The Woodland Park Zoo’s 50-year-old gorilla Amanda was humanely euthanized Wednesday after her health severely declined, the zoo said in a news release.

She became the zoo’s oldest animal after an orangutan named Chinta died in February at age 51.

“Known for her sweet disposition and being an exceptionally good mom, Amanda showed attentive, nurturing maternal love and care for her daughters,” mammal curator Martin Ramirez said in a news release. “We are going to deeply miss this beautiful animal.”

Amanda came to Seattle from the Toronto Zoo in 1994. She raised three daughters at Woodland Park Zoo, including Uzumma, the mother of baby Kitoko. With Amanda’s death, there are now eight gorillas living at the zoo.

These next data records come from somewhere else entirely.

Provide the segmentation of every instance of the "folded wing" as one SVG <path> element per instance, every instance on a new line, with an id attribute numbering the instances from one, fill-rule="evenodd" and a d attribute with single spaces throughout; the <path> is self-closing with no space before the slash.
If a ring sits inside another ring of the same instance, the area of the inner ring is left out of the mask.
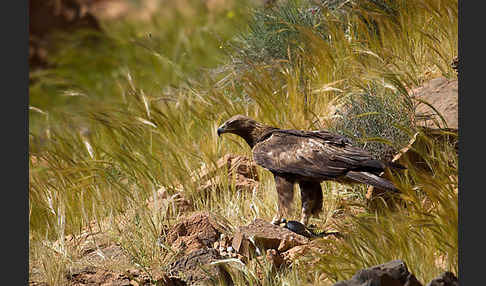
<path id="1" fill-rule="evenodd" d="M 274 130 L 254 146 L 253 157 L 272 172 L 320 180 L 339 178 L 349 171 L 377 174 L 385 167 L 346 137 L 325 130 Z"/>

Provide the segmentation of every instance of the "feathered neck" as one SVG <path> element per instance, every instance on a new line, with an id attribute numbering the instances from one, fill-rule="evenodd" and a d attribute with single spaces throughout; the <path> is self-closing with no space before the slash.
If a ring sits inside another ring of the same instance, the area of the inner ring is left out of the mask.
<path id="1" fill-rule="evenodd" d="M 252 120 L 247 122 L 245 128 L 238 129 L 234 133 L 245 139 L 246 143 L 253 149 L 258 139 L 264 133 L 273 129 L 276 128 Z"/>

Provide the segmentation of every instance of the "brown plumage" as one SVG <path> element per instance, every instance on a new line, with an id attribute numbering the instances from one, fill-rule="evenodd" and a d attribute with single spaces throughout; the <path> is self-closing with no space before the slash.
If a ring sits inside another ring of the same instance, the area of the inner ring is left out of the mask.
<path id="1" fill-rule="evenodd" d="M 397 192 L 388 180 L 378 176 L 387 167 L 403 166 L 376 160 L 351 141 L 327 130 L 285 130 L 235 115 L 218 128 L 222 133 L 242 137 L 250 146 L 255 162 L 273 173 L 278 193 L 278 211 L 273 219 L 279 223 L 290 211 L 294 184 L 299 184 L 302 198 L 301 222 L 322 209 L 321 182 L 365 183 L 382 190 Z"/>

A look inside Seattle’s Woodland Park Zoo during the coronavirus shutdown

Amanda’s appetite and activity level had declined over the past few weeks, the zoo said. The zoo will perform pathology tests and a necropsy to determine the cause of death.

She had been living in a private den since the fall after losing her vision, but the zoo built her a special sunning yard so she could safely go outside.

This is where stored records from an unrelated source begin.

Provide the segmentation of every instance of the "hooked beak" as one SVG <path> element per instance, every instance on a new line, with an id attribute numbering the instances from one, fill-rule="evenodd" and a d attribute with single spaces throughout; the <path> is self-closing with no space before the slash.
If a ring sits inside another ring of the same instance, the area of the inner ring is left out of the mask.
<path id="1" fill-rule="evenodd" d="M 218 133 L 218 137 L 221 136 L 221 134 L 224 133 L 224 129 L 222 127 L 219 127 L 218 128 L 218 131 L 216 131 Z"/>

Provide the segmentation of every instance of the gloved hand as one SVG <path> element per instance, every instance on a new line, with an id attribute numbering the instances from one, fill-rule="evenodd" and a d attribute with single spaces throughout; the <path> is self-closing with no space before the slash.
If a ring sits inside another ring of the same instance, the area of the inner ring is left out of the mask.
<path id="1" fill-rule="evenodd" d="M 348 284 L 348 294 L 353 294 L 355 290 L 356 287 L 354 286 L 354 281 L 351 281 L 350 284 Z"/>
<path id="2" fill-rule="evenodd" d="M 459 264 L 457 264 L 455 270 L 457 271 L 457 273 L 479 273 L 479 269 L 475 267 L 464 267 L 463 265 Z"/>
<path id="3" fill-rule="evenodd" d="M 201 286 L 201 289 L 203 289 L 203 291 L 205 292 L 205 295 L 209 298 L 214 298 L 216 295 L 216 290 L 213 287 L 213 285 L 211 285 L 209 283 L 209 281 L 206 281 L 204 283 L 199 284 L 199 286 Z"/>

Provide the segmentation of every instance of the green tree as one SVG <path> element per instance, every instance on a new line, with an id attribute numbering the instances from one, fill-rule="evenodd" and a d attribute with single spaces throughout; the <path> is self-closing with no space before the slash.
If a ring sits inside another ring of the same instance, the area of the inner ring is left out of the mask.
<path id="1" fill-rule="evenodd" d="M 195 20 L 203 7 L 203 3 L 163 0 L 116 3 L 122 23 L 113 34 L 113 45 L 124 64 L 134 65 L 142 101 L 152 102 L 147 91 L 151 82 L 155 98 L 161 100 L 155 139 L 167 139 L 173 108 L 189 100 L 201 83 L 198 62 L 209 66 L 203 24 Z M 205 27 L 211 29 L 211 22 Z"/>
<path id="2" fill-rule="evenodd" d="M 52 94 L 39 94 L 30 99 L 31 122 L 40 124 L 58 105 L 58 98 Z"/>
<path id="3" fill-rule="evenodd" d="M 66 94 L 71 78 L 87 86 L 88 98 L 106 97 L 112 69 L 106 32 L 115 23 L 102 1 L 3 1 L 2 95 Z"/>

Female gorillas have a life expectancy of 30 to 35 years in the wild, but can live into their 40s and 50s in zoos. Amanda was among the oldest in North America. The western lowland gorilla is critically endangered, with an estimated population of 300,000 in the wild.

It’s been a rough week for the zoo’s gorilla family. Over the weekend, 2½-month-old Kitoko was seriously injured in a family altercation but was expected to recover.